With the first administration of the new format SAT rapidly approaching, we see lots of students starting to work through tests in the Official SAT Study Guide (2016 Edition). Scoring the new SAT turns out to be much easier these days, especially when you ignore the subscores and cross-test scores. Understanding what those scores mean, however, appears a lot tougher.
The problem, of course, lies in the very arbitrary nature of the 200-800 scale. Obviously, scores improve as they rise towards a perfect 800. But how much better is a 670 than a 620 or a 520? We can only understand the true achievement our test scores represent when we see their percentiles, the depiction of what percentage of the testing population we scored higher than.
Too bad the College Board hasn’t released percentiles data for the new SAT.
These new tests diverge sufficiently from previous versions of the SAT to require brand new assessments of scoring patterns across a cohort of test takers. In the past, the statisticians and psychometricians at the College Board could at least approximate percentiles for SAT scaled scores. This time around, however, the test includes question types that have never been widely administered on College Board tests, or at least in any way that counted. Thus, we have no percentiles data for the new SAT and likely will not have any until mid-summer at the earliest.
Fortunately, we can at least estimate percentiles rankings. The new SAT score is based on two section scores, namely Evidence-based Reading and Writing (EBWR) and Math (M). EBWR, in turn, comes from equal parts Reading and Writing.
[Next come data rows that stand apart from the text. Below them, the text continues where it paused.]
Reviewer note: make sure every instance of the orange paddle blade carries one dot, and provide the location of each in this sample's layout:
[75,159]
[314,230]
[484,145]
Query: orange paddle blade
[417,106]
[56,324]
The former version of the SAT, before we forget it completely, was based on three section scores: Critical Reading, Math, and Writing. We have plenty of valid percentile data for administrations of that version of the SAT. The problem is that, while old Math percentiles may be useful guides for what the new Math percentiles might be, the old Critical Reading doesn’t correlate to the current Evidence-based Reading and Writing. In fact, neither does the pre-2005 SAT Verbal section. Since EBRW scores are based on both Reading and Writing, we can use both sections of the previous SAT to estimate percentiles, as follows:
(CR percentiles + W percentiles/2) + M percentiles = EBRW percentiles + M percentiles
The table below provides CR, M, and W percentile data:
No, these percentiles probably won’t correspond exactly to the rankings the College Board finally comes up with after the spring administrations of the SAT. On the other hand, the current 200-800 scales will also likely change. Estimates of SAT percentiles may not be exact, but they can be very helpful in assessing relative ability and progress. Once you understand your percentiles, you can assess how much work you’ll have to commit to improving them!